A 2014 Money article What It Means to Be Middle Class Today reported that:

“Jerry Love, who runs a certified public accountant firm in Abilene, Texas, and works with the middle class and the fabulously wealthy, says he has clients earning $300,000 to $400,000 annually who nonetheless consider themselves middle class.”

A Wall Street Journal poll found that respondents with earnings between 30,000 and $100,000 all said that their income level was middle class.

Heck, I’m still consider myself to be middle-class, even though I’m in the top 10% of Americans based on income amounts.

Why do so many of us identify with middle class?

It’s not just about the money. Folks here (and everywhere) seem to value the ability to move ahead, for each generation to do better than the prior, to get an education, to be self-made, to own that house, and be materially well grounded.

We like to think that we are just as good as the next guy (secretly better), not that we make less, have lower standards or are part of the snobby self-indulgent rich.

The Atlantic’s article, Meet the New Middle Class: Who They Are, What They Want, and What They Fear, reported on a 2013 Allstate/National JournalHeartland Monitor Poll trying to get an answer to what is middle class? According to the article, 54% picked  “having the ability to keep up with expenses and hold a steady job while not falling behind or taking on too much debt”

There’s that ‘work ethic’ – one of our ‘middle-class’ values.

USA Today thinks that our vision comes from the 50’s when our parents and grandparents found good jobs, moved to the burbs and took vacations.

And then there is the media. Lots of our shows perpetuate the image that we all have a right to middle class affluence. Maybe that is why our credit card bills are so high!

By the numbers, what is middle-class?

According to the 2014 Wealth Report, put out by Credit Suisse, the world-wide range for middle class is $10,000 to $100,000 net worth (in US dollars).

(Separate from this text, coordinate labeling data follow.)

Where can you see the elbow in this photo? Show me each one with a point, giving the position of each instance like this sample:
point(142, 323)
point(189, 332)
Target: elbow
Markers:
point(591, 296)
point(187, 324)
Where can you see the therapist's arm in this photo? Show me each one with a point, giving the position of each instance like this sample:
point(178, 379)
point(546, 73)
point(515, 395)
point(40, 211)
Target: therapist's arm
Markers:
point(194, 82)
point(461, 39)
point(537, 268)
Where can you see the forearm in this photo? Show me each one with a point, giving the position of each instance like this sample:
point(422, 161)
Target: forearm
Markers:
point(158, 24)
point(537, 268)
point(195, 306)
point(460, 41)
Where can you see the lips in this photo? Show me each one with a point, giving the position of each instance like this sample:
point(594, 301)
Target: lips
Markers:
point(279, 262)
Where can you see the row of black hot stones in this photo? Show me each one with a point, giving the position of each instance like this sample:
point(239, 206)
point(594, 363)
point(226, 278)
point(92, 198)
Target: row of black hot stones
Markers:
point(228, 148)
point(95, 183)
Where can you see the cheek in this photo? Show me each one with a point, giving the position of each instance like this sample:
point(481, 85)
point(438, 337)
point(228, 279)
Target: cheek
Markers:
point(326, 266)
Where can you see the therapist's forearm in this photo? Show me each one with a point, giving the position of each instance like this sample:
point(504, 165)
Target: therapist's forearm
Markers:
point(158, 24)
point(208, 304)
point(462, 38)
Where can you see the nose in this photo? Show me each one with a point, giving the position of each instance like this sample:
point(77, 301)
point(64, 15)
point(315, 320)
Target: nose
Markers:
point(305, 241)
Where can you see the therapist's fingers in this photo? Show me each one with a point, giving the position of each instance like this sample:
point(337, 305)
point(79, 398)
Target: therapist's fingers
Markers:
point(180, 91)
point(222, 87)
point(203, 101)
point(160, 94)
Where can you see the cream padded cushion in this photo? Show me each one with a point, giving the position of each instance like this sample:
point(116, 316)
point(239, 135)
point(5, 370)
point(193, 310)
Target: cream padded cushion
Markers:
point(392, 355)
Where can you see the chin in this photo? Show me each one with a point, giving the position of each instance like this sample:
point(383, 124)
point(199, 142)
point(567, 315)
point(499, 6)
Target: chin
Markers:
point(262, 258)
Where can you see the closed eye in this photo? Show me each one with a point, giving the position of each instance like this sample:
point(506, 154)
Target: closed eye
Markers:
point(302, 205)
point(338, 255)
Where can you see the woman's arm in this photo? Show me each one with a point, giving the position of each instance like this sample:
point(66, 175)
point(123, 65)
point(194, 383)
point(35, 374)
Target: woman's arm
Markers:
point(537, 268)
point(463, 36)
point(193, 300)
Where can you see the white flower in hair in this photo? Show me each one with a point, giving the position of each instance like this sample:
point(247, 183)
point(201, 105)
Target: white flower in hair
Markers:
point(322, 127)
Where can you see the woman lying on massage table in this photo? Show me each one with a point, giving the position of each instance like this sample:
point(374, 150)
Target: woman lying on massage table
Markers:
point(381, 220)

In What It Means To Be Middle Class Today, Money reported:

“Median household income was $51,017 in 2012, according to the most recent U.S. census data. Robert Reich, a professor of Public Policy at the University of California-Berkeley and former Secretary of Labor, has suggested the middle class be defined as households making 50 percent higher and lower than the median, which would mean the average middle class annual income is $25,500 to $76,500.”

But what if you live in New York City instead of Wichita KS? Cost of living is higher in some areas than others, causing companies to pay more and more of your salary to go towards necessities. To get a more accurate figure, PEW research came up with a different definition, those making between 67 percent and 200 percent of the state’s median income based on analysis of the American Community Survey, U.S. Census and IPUMS-USA, University of Minnesota.

Business Insider used the median net worth from the American Community Survey (done by the US Census) and the above definition to figure out what dollar figure would be middle class income in each state. Take a look.

Are you middle class?

 


Comments

Are You Middle Class? — 1 Comment

  1. This is a very interesting question. For sometime now I’ve believed that the traditional understanding of class. There has been research work in the UK where seven classes emerge; the way one defines these is not only about income and money but also about values.